Married_in_michigan said:


> I seem to now come off like a sad puppy dog, wanting attention from my owner. I even see myself sometimes coming off as desperate, and I agree (even without her ever saying anything), that desperate is far from appealing. I believe, regardless if it is my wife, or some new women, I need to retrain myself to approach this with confidence and offer something or appeal.



Based on what you wrote, I don't know if this is helpful or not. But this is how our interactions have played out the last few days (or at least, the ones I'm comfortable sharing here). I noticed in my periphery that Batman was looking at me. Turning to face him, I said 'What?' (haha). He paused, gave me the look and said, 'Just checking you out..' I responded, 'Like what you see?' He replied, 'Come here, I'll show you.' 

Walking the dogs together, he was behind me and commented / observed / critiqued (ahem) how I was holding the dog leash. I looked back over my shoulder, slowed my walk, and said, 'I like my wrists bound..' He stopped in his tracks, tilted his head back and let out an 'mmm'. I kept walking. Back home, he sat in a chair getting ready to remove his shoes. I stroked the side of his face and said 'sexy' he responded with a smile and as I was about to walk away, grabbed my hand and pulled me back. So I climbed onto his lap, reverse cowgirl style, both still fully clothed, and he took the lead from there. 

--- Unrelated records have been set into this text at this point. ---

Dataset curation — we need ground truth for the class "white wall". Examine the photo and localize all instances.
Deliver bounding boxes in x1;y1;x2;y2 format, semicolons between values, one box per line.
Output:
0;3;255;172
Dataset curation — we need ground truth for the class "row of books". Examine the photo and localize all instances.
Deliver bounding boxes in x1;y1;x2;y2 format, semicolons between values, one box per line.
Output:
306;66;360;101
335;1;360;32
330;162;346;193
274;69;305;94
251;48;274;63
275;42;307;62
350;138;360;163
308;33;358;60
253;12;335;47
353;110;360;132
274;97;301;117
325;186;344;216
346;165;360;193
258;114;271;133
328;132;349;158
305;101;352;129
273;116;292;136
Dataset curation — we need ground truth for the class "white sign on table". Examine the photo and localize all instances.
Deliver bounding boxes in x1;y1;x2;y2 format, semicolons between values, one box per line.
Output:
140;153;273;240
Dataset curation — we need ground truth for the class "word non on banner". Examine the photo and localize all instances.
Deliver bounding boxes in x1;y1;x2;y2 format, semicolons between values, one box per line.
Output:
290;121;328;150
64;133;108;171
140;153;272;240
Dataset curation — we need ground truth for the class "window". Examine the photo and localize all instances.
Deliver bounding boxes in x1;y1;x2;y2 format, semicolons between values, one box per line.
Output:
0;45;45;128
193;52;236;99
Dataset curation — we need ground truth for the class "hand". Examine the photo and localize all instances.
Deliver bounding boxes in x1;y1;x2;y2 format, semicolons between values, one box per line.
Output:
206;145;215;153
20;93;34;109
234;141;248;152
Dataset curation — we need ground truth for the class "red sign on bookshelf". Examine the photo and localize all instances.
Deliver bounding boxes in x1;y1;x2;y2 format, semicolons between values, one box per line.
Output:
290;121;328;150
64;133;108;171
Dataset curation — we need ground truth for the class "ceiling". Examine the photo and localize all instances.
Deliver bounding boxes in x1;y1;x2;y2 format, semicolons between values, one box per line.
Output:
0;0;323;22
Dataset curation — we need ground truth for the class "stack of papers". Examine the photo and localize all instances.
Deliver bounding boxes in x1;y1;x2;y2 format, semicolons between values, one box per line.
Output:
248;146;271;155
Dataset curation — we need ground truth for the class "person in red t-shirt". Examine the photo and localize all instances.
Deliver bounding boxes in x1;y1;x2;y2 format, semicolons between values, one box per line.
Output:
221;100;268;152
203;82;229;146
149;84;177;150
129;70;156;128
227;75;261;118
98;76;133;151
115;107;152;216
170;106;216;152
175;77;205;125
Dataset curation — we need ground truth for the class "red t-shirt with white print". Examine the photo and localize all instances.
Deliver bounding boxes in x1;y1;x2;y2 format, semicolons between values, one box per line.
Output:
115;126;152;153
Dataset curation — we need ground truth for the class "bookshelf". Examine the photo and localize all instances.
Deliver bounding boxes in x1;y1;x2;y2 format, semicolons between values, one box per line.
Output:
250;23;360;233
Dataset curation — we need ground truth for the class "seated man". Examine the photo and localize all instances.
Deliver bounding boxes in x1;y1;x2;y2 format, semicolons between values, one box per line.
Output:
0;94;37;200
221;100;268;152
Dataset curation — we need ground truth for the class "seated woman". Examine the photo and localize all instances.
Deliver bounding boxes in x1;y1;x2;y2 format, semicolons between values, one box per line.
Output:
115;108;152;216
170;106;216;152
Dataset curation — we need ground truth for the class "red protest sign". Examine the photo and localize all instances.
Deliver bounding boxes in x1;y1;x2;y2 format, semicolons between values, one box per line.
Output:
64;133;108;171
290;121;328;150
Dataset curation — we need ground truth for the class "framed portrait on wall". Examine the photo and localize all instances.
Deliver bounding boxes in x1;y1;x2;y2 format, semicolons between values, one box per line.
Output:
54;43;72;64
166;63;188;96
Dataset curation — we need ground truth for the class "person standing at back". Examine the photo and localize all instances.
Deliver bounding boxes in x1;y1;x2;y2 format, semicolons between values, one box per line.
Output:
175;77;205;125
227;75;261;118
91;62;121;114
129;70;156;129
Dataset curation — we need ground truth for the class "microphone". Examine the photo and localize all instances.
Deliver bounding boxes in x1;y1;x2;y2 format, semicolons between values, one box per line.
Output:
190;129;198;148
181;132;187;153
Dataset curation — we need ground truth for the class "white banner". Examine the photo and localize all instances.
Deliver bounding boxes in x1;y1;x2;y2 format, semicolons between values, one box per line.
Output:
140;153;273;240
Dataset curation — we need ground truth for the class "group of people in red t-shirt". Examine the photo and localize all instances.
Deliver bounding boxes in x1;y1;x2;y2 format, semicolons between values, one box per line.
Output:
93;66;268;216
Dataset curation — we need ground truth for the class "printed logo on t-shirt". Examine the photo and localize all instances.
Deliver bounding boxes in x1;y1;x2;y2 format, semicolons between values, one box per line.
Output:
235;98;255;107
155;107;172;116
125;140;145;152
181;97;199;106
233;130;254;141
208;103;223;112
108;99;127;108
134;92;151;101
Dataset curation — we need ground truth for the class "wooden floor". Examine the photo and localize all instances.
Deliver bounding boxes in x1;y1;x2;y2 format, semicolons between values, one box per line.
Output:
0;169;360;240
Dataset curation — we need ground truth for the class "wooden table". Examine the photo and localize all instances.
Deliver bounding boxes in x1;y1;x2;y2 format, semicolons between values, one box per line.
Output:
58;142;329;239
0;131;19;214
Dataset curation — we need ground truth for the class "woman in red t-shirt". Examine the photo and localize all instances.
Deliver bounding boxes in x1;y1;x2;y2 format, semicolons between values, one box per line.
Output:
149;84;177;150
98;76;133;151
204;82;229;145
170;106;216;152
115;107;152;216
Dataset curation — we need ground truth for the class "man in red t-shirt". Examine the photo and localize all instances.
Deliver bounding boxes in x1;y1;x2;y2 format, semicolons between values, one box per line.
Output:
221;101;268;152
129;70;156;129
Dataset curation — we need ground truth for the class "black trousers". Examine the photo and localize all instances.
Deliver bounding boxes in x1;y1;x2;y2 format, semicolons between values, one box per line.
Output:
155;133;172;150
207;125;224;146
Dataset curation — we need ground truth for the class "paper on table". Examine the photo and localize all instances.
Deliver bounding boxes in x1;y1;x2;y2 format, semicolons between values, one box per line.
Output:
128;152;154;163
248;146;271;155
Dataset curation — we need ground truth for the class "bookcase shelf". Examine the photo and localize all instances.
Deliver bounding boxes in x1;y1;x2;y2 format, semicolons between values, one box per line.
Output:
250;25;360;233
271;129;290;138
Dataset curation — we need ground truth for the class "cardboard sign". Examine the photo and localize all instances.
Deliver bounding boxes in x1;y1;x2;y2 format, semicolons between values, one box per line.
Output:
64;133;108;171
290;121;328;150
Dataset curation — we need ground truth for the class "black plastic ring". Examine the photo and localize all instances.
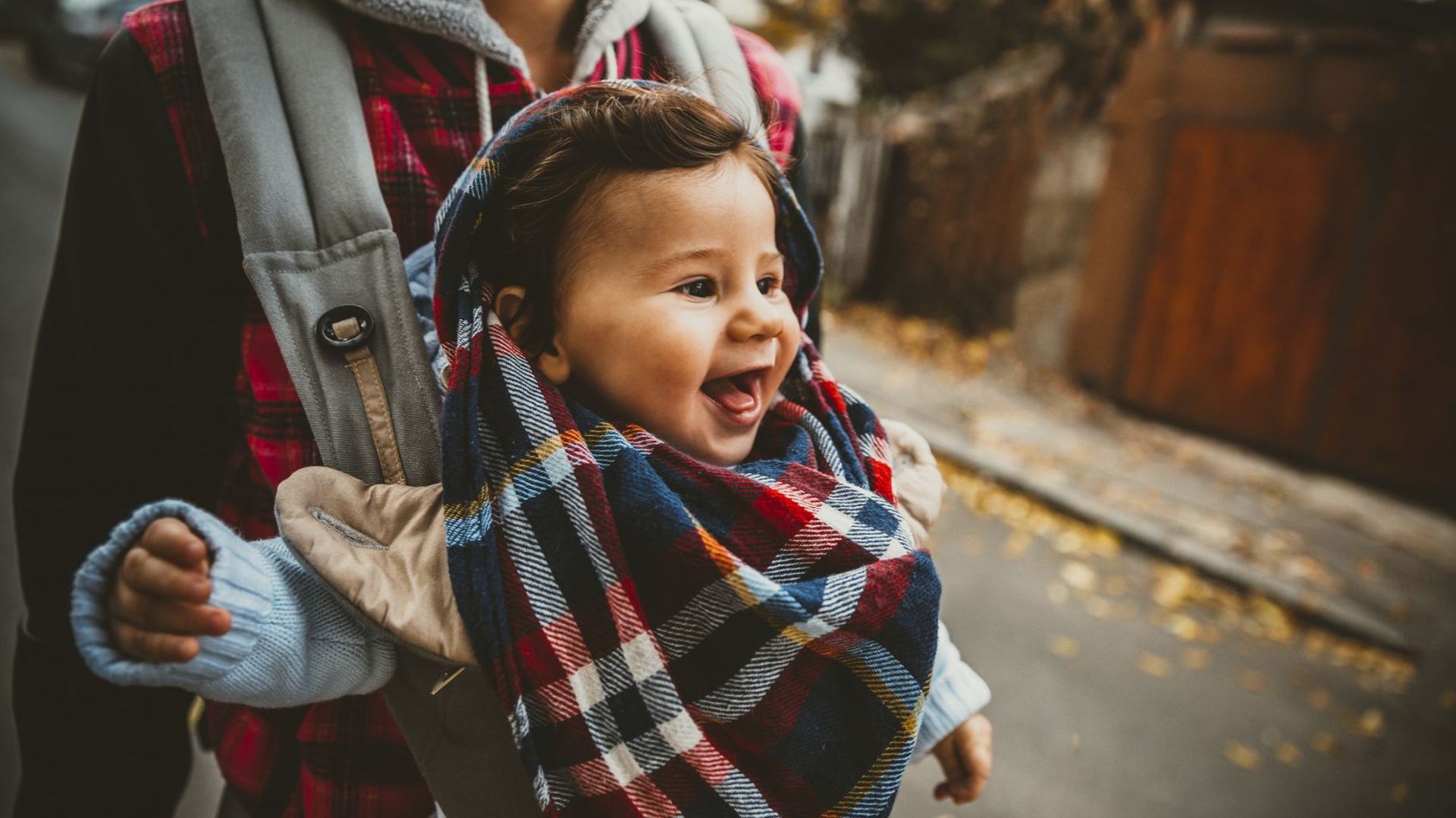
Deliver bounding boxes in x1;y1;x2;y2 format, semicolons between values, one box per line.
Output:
315;304;374;351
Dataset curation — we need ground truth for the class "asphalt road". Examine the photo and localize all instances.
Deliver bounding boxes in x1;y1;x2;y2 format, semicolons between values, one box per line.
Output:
0;36;1456;818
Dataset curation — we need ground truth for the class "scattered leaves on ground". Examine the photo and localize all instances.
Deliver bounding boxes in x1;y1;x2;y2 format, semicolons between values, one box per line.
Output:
1344;707;1385;738
1309;731;1344;755
1233;668;1274;693
1223;738;1261;770
1046;636;1082;660
1138;653;1174;679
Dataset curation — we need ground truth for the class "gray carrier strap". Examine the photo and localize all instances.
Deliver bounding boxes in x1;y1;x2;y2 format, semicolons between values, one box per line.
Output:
646;0;763;136
188;0;440;484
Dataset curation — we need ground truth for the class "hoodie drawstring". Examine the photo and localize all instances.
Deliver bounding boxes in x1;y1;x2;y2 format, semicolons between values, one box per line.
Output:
475;54;495;146
603;42;620;80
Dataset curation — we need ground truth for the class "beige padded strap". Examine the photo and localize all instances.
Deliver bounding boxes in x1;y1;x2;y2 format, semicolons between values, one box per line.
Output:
334;318;405;484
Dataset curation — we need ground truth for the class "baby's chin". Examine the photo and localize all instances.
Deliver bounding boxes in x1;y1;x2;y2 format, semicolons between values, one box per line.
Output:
658;424;761;467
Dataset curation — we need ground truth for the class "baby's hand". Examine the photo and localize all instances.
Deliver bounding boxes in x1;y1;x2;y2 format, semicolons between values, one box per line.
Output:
930;713;992;804
106;517;233;663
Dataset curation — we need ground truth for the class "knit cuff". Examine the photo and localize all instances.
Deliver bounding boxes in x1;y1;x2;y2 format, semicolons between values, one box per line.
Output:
71;500;272;688
910;622;992;761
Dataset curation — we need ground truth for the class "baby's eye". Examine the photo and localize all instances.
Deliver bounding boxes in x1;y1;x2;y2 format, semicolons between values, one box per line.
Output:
677;278;714;299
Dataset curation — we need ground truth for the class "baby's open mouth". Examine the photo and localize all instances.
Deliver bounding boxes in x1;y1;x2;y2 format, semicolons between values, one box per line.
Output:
701;368;767;424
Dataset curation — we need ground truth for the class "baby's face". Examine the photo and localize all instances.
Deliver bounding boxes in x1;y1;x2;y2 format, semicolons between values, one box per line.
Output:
540;158;799;465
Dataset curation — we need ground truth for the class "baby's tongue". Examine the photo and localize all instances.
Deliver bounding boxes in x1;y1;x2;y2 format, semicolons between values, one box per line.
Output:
703;378;755;413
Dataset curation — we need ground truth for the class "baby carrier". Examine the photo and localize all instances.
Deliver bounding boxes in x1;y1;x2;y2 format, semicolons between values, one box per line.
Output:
190;0;761;818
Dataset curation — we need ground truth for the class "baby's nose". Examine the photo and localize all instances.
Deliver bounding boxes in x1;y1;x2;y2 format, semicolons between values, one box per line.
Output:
728;293;783;340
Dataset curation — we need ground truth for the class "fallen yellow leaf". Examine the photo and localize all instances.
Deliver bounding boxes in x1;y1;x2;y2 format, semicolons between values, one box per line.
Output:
1233;668;1272;693
1166;614;1203;642
1138;653;1174;679
1223;738;1260;770
1184;647;1209;671
1153;566;1194;610
1347;707;1385;738
1309;731;1341;755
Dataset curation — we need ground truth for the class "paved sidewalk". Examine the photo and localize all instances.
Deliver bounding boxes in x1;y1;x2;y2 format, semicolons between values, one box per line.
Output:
827;302;1456;653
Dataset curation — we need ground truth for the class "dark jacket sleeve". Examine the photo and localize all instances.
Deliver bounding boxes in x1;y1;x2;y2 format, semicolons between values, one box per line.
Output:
14;32;245;815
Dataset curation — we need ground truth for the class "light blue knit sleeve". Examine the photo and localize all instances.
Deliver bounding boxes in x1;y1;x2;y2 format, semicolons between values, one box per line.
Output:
910;622;992;761
71;500;396;707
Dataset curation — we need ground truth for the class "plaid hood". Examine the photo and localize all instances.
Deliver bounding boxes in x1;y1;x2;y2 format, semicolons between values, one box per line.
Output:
435;80;824;326
435;83;939;816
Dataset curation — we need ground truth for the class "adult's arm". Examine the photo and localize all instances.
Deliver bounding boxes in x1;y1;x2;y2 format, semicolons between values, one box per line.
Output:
14;30;245;815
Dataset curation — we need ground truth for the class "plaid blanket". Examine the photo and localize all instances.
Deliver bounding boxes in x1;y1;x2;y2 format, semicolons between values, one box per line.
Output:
435;86;939;815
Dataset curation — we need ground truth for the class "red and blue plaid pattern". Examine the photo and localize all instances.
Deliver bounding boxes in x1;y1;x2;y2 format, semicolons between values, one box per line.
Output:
435;83;939;816
125;0;801;818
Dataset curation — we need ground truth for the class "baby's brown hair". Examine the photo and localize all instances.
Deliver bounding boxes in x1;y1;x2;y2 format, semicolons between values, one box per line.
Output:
472;83;779;354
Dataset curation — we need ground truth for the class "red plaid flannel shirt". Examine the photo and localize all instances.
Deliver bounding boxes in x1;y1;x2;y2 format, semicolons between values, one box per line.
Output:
125;0;799;818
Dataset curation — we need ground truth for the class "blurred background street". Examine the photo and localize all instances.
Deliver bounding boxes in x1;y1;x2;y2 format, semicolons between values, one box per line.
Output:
0;2;1456;818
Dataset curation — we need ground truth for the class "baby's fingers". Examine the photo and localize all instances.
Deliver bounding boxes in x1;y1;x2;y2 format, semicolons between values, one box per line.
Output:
136;517;207;568
111;620;201;663
108;576;233;636
118;538;212;603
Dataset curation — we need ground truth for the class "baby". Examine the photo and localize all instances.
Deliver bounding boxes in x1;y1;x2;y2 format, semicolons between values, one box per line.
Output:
74;83;990;813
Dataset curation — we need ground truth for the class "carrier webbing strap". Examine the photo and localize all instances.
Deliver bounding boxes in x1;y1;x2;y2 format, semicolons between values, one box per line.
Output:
646;0;764;138
190;0;440;484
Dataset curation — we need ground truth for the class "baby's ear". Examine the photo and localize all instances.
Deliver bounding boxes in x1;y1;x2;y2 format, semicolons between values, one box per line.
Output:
495;284;530;343
495;284;571;386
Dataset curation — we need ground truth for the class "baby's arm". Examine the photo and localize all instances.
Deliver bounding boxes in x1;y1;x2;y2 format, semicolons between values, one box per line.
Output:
71;500;396;707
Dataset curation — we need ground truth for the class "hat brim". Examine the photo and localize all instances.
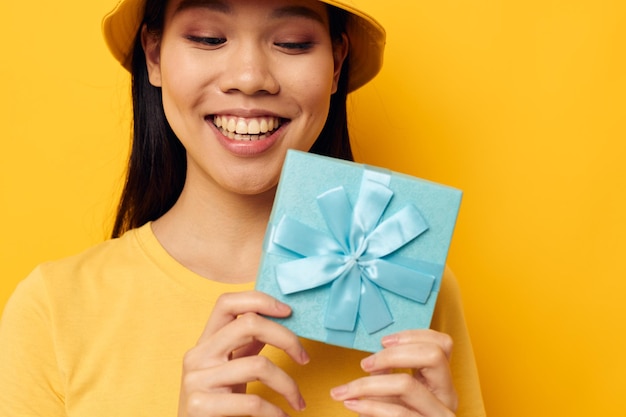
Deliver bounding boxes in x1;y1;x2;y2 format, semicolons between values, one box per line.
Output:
102;0;386;91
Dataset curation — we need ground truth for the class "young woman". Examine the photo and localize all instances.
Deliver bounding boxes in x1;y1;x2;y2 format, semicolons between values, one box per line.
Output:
0;0;484;417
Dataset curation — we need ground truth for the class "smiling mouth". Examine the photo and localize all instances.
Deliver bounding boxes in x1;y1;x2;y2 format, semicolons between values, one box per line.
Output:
213;115;283;141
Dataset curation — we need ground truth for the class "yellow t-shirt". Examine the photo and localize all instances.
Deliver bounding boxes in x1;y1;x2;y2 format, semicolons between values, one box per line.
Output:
0;224;484;417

While these are verbal interactions (with body language), there are moments where he will just come up kiss or caress me, walk away. Or not. Sitting together on the couch, he sometimes reaches across and gently strokes my hair, perhaps with a little unexpected sexy pull... that kind of thing. And it does shift my focus. I've given him eye contact where he's responded '..is that right?' and I've replied 'mhm'. Granted, I wouldn't be considered low-drive. 

What's your flirtation style?


----------



## Ragnar Ragnasson (Mar 4, 2018)

heartsbeating said:


> Based on what you wrote, I don't know if this is helpful or not. But this is how our interactions have played out the last few days (or at least, the ones I'm comfortable sharing here). I noticed in my periphery that Batman was looking at me. Turning to face him, I said 'What?' (haha). He paused, gave me the look and said, 'Just checking you out..' I responded, 'Like what you see?' He replied, 'Come here, I'll show you.'
> 
> Walking the dogs together, he was behind me and commented / observed / critiqued (ahem) how I was holding the dog leash. I looked back over my shoulder, slowed my walk, and said, 'I like my wrists bound..' He stopped in his tracks, tilted his head back and let out an 'mmm'. I kept walking. Back home, he sat in a chair getting ready to remove his shoes. I stroked the side of his face and said 'sexy' he responded with a smile and as I was about to walk away, grabbed my hand and pulled me back. So I climbed onto his lap, reverse cowgirl style, both still fully clothed, and he took the lead from there.
> 
> ...


Durn,

Your post makes me feel humble this morning.

A little background. Sat/Sun DW and I dedicated some time, creating some space for just us, right now we've our oldest son and one grandson with us for a week, but we know the importance of us time so no huge deal.

That said, yesterday evening was more a grandson time, all good, although I would've enjoyed a little encounter with DW. But family time all good, as it should be.

Here's the humbling part, after reading your initiating post:

This morning after I showered, W woke up, during morning hugs I said hey, maybe we can have a sandwich for supper.
Which is our shorthand sometimes when Ive been thinking her evenings have been too busy with supper and house guests she needs to free up earlier rather that later next evening for some us time.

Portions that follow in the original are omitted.